Si comprende allora, come raccontare la storia di questo campione ha un significato particolare, perché è davvero una storia straordinaria. Perché una “favola” a lieto fine merita sempre di essere narrata.

È il 1985 e, nella piccola Zadar, storica capitale della Dalmazia, nasce un talento, un leader che avrebbe trascinato il suo popolo, calcistico, fino alla finale mondiale 33 anni dopo. Nel parcheggio dell’Hotel Kolovare di Zara, nascondiglio dei rifugiati croati, il piccolo Luka gioca con il suo unico amico: il pallone. Sognando la maglia dell’Hajduk Spalato, colori che Modric finora non ha mai indossato, ai rumori delle bombe sostituisce quello delle scarpette di gomma sull’asfalto e del pallone contro il muro. Ma il rumore più forte è quello del suo talento, che riecheggia tra i vicoli della cittadina croata fino ad arrivare alle orecchie di Tomislav Basic, direttore delle giovanili dello Zadar, che lo porta nella sua squadra. Messosi in luce, arriva la tanto sognata chiamata dell’Hajduk per un provino, ma si rivela una delusione: scartato perché troppo esile. Ma per chi vive tra la guerra ci vuole ben altro per abbattersi. Subito dopo, infatti, arriva la chiamata della Dinamo Zagabria, un’altra grande squadra della Croazia, che non si fa sfuggire il piccolo talento. Due anni in prestito per farsi le ossa, prima in Bosnia e poi nuovamente in Croazia, bastano a Modric per finire sulla bocca dei migliori club del mondo. È il Tottenham ad avere la meglio e, dopo 4 anni in Inghilterra, è il miglior club al mondo a comprarlo: il Real Madrid. Qui Luka diventa un giocatore di fama mondiale, uno dei migliori di sempre nel ruolo di playmaker. Vince tutto, tra cui 4 Champions League, l’ultima nel suo anno migliore. Nel 2018, infatti, viene premiato dall’UEFA e dalla FIFA come miglior calciatore dell’anno, arriva in finale nel campionato mondiale, viene eletto miglior giocatore della competizione e, infine, conquista il Pallone d’Oro.

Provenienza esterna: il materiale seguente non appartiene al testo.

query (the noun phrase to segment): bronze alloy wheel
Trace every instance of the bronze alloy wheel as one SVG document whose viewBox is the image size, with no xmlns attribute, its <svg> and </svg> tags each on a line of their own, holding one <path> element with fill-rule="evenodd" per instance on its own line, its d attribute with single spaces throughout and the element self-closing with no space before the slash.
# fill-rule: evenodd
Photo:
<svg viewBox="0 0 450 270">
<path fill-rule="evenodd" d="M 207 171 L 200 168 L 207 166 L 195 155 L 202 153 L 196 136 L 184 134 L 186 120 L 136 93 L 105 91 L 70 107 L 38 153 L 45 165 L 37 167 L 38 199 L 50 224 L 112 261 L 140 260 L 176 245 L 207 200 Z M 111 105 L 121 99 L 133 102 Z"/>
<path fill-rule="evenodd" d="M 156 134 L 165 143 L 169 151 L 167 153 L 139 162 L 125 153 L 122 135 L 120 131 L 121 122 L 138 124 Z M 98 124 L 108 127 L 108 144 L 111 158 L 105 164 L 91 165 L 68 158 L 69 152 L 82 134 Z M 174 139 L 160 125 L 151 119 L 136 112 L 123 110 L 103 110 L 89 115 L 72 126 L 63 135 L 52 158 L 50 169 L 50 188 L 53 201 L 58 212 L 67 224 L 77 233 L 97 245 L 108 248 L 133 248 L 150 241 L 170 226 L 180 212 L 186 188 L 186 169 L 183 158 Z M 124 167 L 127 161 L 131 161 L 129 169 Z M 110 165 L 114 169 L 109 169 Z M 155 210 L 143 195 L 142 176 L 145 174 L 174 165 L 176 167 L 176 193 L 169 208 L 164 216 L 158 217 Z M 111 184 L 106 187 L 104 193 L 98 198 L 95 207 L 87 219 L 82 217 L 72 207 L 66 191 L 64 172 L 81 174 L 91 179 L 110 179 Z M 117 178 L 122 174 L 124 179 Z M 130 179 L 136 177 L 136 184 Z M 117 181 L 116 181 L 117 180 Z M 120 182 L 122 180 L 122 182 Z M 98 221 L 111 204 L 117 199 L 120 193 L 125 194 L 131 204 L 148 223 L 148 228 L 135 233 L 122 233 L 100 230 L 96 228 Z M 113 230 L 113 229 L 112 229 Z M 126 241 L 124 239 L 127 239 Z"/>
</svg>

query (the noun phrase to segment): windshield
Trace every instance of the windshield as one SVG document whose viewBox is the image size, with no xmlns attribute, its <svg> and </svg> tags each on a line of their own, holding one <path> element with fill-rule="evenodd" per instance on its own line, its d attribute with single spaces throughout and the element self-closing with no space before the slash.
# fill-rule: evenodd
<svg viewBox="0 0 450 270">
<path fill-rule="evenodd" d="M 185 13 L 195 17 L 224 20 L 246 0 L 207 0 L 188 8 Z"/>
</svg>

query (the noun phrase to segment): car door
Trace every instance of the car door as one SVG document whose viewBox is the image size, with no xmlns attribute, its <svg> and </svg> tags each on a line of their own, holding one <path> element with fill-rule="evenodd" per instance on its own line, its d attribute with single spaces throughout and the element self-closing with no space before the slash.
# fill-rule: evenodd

Il piccolo Luka ce l’ha fatta. È diventato il primo croato a vincere il Pallone d’Oro, il premio più ambito tra i calciatori. Un trionfo personale ma soprattutto una vittoria di un popolo. Siamo sicuri che, sul palco della sede di France Football a Parigi, ad alzare il trofeo, insieme a lui, c’era una nazione intera oltre che, sicuramente, il nonno Luka.